In specific terms, For the Birds is a guided woodland trail featuring numerous light and sound installations along the way, based around “our observations and love for birds and all things avian”, as Easterby puts it. “Flight, birdsong, movement and other narratives based around extinction and migrations, but also a celebration of their life and beauty.” The idea stretches back 20 years to when Easterby was working in clubs – a time when ambient music was particularly popular.
“I enjoyed doing that kind of work but I didn’t enjoy being indoors,” he says. While it might now seem a simple solution to translate his ideas to a rural environment, Easterby had a few issues with outdoor public art. “The kind of work I was trying to create didn’t necessarily fit well with large audiences. With a lot of public art you have to create everything on a large site with scaffolding.
“Watching some spectacles like that, I’d find myself a little bit disconnected from the actual work. You’d just see it happening 200 metres away.” Easterby wants the overall feeling of For the Birds to be “one of playfulness and celebration” but there is a poignant and slightly disturbing aspect to the work.
In an interview for Brighton Festival’s website, Easterby said that For the Birds “came from quite a dark place”. The artist spent time working on a research project at the Centre for Alternative Technology, thinking about climate change, the degradation of landscapes and animal extinction stories. “I realised that if I concentrated too much on the negative aspects of things then I was startling myself into non-activity,” he said. The alternative was to embrace birds – the “literal canary in the coalmine”.
Yet all is not as it seems in For the Birds – there is a social critique embedded within the piece. “When you hear all the bird songs cut up and put into little speakers and rearranged, it’s playful but also says a lot about our disconnection with nature,” says Easterby.
“We’re hiding behind electronic and social media – obviously Twitter adds another layer of meaning to this project.” The actual process of creating For the Birds raised ethical questions in itself. “I had to consider the problems I had with myself as a consumer,” says Easterby. “For this project we had to buy lights and cables - even while we were trying to make ecological art.”
As a young boy growing up in inner city Birmingham, the artist was constantly in search of “extra-urban areas like bogs, parks or woodlands. When I got older I could cycle out a little further past the city. It’s the same now. Whenever I go to London I immediately look for a green space”. The very first piece of theatre Easterby created, in 1987 (after the great storm), was with Brighton company Red Earth, so he considers For the Birds something of a “creative homecoming”.

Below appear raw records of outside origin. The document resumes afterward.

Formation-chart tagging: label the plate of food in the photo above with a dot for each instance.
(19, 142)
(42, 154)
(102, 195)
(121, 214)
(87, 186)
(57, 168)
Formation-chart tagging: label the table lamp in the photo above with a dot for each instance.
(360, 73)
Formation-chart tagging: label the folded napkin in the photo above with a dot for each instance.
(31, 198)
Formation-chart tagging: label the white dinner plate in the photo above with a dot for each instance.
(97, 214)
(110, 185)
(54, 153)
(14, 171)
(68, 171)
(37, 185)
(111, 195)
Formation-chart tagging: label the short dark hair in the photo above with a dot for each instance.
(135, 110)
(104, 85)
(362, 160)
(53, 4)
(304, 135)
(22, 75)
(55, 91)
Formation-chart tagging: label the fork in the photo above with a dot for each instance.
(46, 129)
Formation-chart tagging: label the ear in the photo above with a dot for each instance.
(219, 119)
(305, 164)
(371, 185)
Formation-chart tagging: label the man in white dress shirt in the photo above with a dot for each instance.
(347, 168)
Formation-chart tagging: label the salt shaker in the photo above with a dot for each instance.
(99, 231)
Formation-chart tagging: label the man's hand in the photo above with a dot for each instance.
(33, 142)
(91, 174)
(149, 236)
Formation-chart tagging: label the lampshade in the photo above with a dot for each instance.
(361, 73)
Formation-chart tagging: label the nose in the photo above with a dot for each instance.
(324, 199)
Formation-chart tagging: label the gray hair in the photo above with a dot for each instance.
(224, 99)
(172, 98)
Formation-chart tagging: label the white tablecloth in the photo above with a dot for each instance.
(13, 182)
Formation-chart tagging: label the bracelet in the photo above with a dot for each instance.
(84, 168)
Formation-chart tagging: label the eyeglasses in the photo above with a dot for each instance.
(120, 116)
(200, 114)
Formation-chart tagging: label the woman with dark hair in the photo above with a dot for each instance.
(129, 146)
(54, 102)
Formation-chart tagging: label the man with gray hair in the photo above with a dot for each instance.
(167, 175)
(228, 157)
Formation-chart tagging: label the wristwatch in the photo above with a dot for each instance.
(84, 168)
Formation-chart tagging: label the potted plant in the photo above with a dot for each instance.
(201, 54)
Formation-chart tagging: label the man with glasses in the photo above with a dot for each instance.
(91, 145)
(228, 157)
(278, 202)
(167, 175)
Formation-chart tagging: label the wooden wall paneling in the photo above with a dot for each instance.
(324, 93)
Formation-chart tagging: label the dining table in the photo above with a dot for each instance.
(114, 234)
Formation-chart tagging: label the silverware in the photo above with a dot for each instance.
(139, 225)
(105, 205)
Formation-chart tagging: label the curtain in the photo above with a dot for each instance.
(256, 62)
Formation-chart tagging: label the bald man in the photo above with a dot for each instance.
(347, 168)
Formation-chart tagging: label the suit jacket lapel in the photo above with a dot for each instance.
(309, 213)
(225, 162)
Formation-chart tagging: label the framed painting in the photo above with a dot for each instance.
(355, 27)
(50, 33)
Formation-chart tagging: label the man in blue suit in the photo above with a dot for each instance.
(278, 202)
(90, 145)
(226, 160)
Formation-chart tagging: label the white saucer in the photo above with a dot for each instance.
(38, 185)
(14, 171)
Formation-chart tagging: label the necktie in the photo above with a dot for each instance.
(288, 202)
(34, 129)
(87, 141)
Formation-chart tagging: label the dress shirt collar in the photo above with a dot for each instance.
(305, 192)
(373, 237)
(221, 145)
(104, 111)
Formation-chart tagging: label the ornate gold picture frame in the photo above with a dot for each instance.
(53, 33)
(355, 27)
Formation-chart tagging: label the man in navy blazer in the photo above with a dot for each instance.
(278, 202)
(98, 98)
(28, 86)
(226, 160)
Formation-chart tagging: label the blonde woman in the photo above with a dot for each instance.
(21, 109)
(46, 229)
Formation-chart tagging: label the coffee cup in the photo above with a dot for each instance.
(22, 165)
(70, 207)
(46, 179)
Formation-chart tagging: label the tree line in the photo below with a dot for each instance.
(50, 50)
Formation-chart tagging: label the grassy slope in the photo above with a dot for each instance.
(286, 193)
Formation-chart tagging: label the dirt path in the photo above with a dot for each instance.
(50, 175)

He is excited about the prospect of hosting a communal rural experience. The audience istransported to the secret location from a bus stop at Asda Hollingbury or central Brighton. “They are all together and they have a sense of community,” he says. “They all experienced the same thing.” Festivalgoers will experience light and dark in For the Birds as the natural wilderness provides a platform for environmental enlightenment.
“You’re able to be immersed in as deep a darkness as you can get on the outskirts of Brighton,” says Easterby. “But at the same time I want to reiterate that the beauty we have around us is worth saving.” While 20 years might seem like a long time for an idea to come to fruition, the realisation of an artist’s dream is never going to be a short process.
Now Easterby can relax and enjoy his creation. As he says: “I have always loved the idea of a magical mystery tour.”